Die ausgewählten Werke waren nicht nur für Einsteiger reizvoll, die mehr über den großen Romantiker Robert Schumann (1810 – 1856) erfahren wollten. Auch eingefleischte Schumann-Freunde hatten sicher ihre helle Freude, besonders an der makellosen und wunderbar beseelten Darbietung des berühmten Klavierquintetts in Es-Dur. Am 8. Januar 1843 war es mit Clara Schumann am Klavier im Leipziger Gewandhaus uraufgeführt und begeistert gefeiert worden.

Das Publikum in der Aschaffenburger Stadthalle war so hingerissen, dass sich der mit Trampeln gemischte Applaus anhörte, als wäre der 1000-Sitze-Saal voll besetzt.
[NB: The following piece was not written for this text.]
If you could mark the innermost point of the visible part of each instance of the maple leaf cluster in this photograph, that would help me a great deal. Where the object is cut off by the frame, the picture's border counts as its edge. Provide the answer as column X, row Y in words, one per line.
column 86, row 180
Ein technisch überragendes, farblich fein austariertes Zusammenspiel mit Pianist Möller hatten die musikalischen »Himmelsstürmer« Anna Katharina Wildermuth (Violine), Noémi Zipperling (Violine), Caspar Vinzens (Viola) und Lukas Sieber (Violoncello) dargeboten. Sie bewiesen, dass sie neben sinfonischer Dichte und sprühender Energie jenen Schwebezustand fern von aller Erdenschwere heraufbeschwören können, der zu den köstlichsten Momenten des Es-Dur-Quintetts gehört. Zum Beispiel der verträumte Dialog zwischen Cello und Bratsche im ersten Satz, eingebettet in weiche, schmeichelnde Klavierarpeggien.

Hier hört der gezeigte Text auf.